The Vietnamese defence ministry is funding the whole of the 666,600 dollar cost of the hospital, which will serve what the news
agency described as the Xiang Khouang "military zone."
Vietnam sent a high ranking delegation to the ground-breaking, headed by Major General Nguyen Khac Duong, commander of
Vietnam's fourth military zone and a member of the powerful central committee of the ruling Communist Party, the news agency
said.
The Laotian side was led by Colonel Ukeo Sayphoubanh, the deputy director of the army's logistics department, it said,
without specifying when the ceremony took place.
Vietnamese officials have repeatedly denied that their troops have intervened in Laos, but diplomats in Vientiane say the
authorities there have been forced to seek a renewed intervention by the larger communist neighbour in the face of mounting
casualties at the hands of rebels from the Hmong minority.
One Western diplomat told AFP last month that he had seen military transports carrying Vietnamese troops on the streets of
the Laotian capital and a string of officials from both the Laotian army and Xiang Khouang province have visited Vietnam in
recent weeks.
Massive military support from Vietnam in the late 1970s and 1980s largely eliminated the remnants of an anti-communist militia
recruited among the Hmong by the the US Central Intelligence Agency during the Vietnam War, although low-level attacks
continued through the 1990s.
But diplomats say an upsurge in rebel attacks this year has left the Laotian army reeling in the face of mounting losses and
struggling to control Xiang Khouang province as well as the Xaysamboun "special zone" to its south.

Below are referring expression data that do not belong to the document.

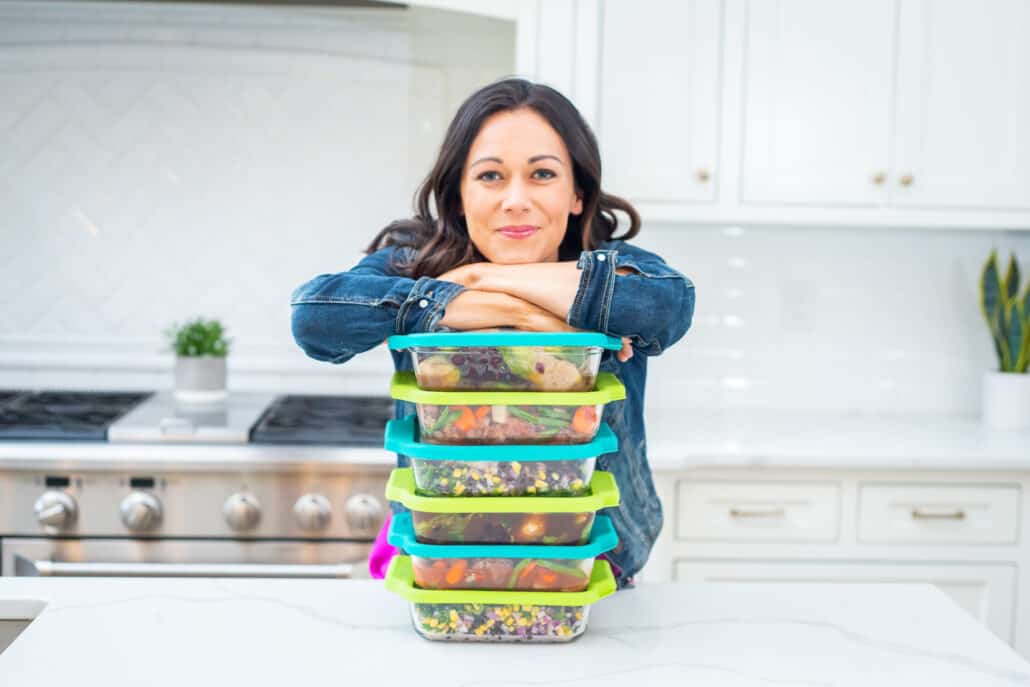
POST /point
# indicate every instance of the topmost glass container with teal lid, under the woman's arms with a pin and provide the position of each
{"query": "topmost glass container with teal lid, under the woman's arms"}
(506, 361)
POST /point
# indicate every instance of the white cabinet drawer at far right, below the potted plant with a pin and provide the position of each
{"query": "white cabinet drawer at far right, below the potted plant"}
(939, 514)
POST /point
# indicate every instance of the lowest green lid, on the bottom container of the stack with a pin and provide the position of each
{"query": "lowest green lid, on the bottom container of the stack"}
(401, 580)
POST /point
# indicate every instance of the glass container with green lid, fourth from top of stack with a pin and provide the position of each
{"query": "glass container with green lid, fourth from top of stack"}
(503, 520)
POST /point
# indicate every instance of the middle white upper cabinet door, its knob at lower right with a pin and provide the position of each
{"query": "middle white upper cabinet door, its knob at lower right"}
(817, 96)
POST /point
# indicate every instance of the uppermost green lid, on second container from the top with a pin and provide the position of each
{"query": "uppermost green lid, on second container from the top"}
(609, 389)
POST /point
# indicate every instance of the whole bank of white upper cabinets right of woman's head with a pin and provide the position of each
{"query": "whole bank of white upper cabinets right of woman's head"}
(881, 113)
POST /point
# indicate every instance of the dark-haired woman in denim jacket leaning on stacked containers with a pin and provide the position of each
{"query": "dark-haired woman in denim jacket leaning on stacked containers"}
(520, 234)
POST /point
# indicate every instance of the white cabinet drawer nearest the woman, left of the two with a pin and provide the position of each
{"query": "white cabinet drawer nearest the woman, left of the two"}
(765, 511)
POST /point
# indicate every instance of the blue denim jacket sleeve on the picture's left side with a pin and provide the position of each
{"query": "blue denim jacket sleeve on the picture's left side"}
(336, 317)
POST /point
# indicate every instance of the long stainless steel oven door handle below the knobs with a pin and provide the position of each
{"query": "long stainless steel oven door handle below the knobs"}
(26, 568)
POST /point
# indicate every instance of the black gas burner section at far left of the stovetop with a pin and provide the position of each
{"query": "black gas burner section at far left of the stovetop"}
(63, 416)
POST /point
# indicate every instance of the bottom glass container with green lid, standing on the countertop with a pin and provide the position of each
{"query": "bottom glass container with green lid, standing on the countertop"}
(476, 615)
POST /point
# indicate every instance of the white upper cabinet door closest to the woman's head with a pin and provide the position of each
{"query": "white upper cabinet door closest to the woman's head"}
(660, 99)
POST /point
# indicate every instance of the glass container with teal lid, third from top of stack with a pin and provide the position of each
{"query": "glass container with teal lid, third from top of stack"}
(499, 470)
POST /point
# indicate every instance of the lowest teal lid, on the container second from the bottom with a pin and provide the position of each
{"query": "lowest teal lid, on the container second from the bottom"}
(603, 539)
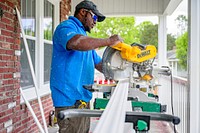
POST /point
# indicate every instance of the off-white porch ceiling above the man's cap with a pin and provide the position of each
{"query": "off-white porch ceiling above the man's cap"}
(134, 7)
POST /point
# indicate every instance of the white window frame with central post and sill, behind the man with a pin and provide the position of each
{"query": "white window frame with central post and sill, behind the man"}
(43, 88)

Earlier this year the authorities imposed a complete ban on foreigners travelling to Xiang Khouang, even though the Plain of
Jars, south of the provincial capital of Phonsavan, had previously been one of Laos's most popular tourist attractions, diplomats
say.
Xaysamboun, between Xiang Khouang and the Laotian capital, has long been under military rule and closed to foreigners.
Agence France Presse - July 1st, 2000.